Meet the botanist who keeps CSULB in bloom

Published July 6, 2021

It was at an ice cream social where Brian Thorson bought his first plant.

While still in kindergarten, he paid 25 cents each for his first kalanchoe and dieffenbachia, one a succulent adorned with delicate clusters of dainty flowers, the other a tropical plant donning waxy, vibrant leaves. He was 4 years old. 

“I swear, that was the beginning of my love for plants,” he said.

Now the botanical curator at Cal State Long Beach, Thorson tends to more than 2,000 plants, maintains five greenhouses and an outdoor nursery on campus, while also overseeing the campus’ efforts to rescue plants that are imported illegally into the United States after they’re seized by authorities.

“He’s sort of this richly textured human,” said Judy Brusslan, professor of biological sciences, who has known Thorson since he studied in her lab as a master’s student 17 years ago. “He has such a deep love for plants, for his friends, for the animals in his life. Anything he gets to know – he’s such a deeply sensitive and caring individual.” 

Most recently Thorson’s titan arum, or corpse flower, Phil made headlines when it bloomed for a second time in two years – a remarkable feat for a plant that typically reaches maturity once every 12 years. But Thorson’s work in tending to the campus’ plants and cultivating them for classes remains largely unseen for many students and staff who interact with his work. 

“He brings plants that cause us to be naturally curious,” Brusslan said. “He brings plants into a course, it’s not just a citrus, he brings a citrus that’s super cool. Just by having such gorgeous examples, you can’t help but notice the beauty. I think it makes people really appreciate plants.” 

Image
brian thorson checks plants

The job of campus botanist for Thorson perfectly dovetails into his passion for tinkering, analytics and problem solving coupled with a natural propensity toward nurturing. Recently while tending to the tropical greenhouse on lower campus, he noticed the leaves on one plant turned an almost imperceptible yellow and immediately suspected the evaporative cooler. When he checked, a belt had slipped off the cooler impacting the room’s temperature. 

“Part of it is being a nurturer and wanting to see things survive and thrive,” Thorson said. “I meet people who try to do what I do and fail and fail, and I can give them a recipe, and tell them to check these parameters, and they still fail. And yet I can do it and always succeed. I just never stop. I never take a break. 

“This is exactly what I was built to do. This is what I was supposed to do with my life.” 

On a normal day, Thorson begins his day at 6 a.m. collecting specimens to be used during biology lessons. The carefully cultivated plants sitting before students have been cared for, collected, labeled and deposited at the lab in the early hours of the morning, well before students even arrive two hours later for a lab.

While students study the evolutionary patterns of a given species or explore plant systematics, Thorson is weeding, pruning and propagating his charges in one of the three greenhouses that sit atop the Hall of Science or two greenhouses hidden behind the engineering buildings on lower campus. 

“We have an exceptional facility and an exceptionally broad plant collection” on campus, he said. “It enables students to do research they wouldn’t otherwise be able to do.”

From Guam to Long Beach

Thorson’s journey to Long Beach followed a circuitous path that led him halfway across the globe.

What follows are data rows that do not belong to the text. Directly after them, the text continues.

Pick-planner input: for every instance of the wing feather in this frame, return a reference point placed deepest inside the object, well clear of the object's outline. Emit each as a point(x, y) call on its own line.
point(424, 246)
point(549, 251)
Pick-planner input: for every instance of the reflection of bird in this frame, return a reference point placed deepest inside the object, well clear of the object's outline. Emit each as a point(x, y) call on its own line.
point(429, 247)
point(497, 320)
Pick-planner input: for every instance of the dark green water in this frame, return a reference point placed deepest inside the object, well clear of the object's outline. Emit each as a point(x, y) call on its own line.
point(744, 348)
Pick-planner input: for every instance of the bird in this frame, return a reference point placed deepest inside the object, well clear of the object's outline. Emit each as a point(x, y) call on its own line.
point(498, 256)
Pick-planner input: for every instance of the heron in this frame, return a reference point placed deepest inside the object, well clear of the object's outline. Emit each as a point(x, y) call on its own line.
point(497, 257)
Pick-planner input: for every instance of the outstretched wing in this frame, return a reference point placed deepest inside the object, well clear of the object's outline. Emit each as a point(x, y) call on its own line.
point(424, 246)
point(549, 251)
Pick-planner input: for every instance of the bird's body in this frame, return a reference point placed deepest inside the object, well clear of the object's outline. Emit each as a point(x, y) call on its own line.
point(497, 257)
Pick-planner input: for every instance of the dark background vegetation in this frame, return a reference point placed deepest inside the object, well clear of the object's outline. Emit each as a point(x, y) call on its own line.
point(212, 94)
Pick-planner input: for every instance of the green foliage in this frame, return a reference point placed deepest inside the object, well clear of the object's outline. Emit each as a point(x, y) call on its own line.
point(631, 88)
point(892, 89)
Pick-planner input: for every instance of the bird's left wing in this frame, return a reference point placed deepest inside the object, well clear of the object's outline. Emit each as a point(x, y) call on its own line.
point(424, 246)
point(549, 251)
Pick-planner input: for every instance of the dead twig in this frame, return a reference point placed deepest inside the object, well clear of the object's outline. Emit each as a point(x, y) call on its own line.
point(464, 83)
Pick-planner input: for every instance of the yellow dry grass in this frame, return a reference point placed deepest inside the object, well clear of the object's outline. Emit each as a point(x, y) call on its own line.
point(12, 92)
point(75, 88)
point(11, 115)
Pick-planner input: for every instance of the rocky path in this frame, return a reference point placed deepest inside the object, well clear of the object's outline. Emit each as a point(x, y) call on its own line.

From the ages of 9 to 16, he lived in Guam with his mother and four siblings, harvesting taro, bell peppers, cabbage, papaya and winged beans on the family ranch. 

Other times, the family ventured into the nearby jungle to collect hundreds of pounds of the fa ’dang nut in Army duffle bags. The gymnosperm is now endangered on the island because of invasive pests. Thorson grows fa ’dang on campus to one day send back to Guam to help with its repopulation. 

At 16, he fled Guam after boys in a neighboring village targeted him because he was gay. He moved to Long Beach, but the transition to living in the U.S. wasn’t easy. He’d grown accustomed to a more collective society. The U.S., by comparison, is more individualistic.

While studying at Long Beach City College he took a biology class for majors and excelled. He went on to graduate from UC Irvine and studied at Cal State Long Beach with professors such as Brusslan. He briefly taught botany at Golden West College but in 2008 he returned to CSULB, this time as the campus’ botanical curator and technician, transforming the ordinary, functional greenhouses into something extraordinary. 

Image
small greenhouse
“It was a small college greenhouse,” Brusslan said. “Brian took it to another level. He takes beautiful care of the plants. Everything he brings to those courses, the plants he brings into the courses, one is more beautiful than the other. He’s deepened the collection, there are more rare plants, more species, more collections.” 

It’s through his cultivation that Thorson hopes he leaves an indelible imprint on the university. 

“This is my legacy,” Thorson said. “I want us to have a formidable, exceptional plant program and plant collection that draws people to our campus. What can I do so people say ‘I want to be there. I want to go there’?”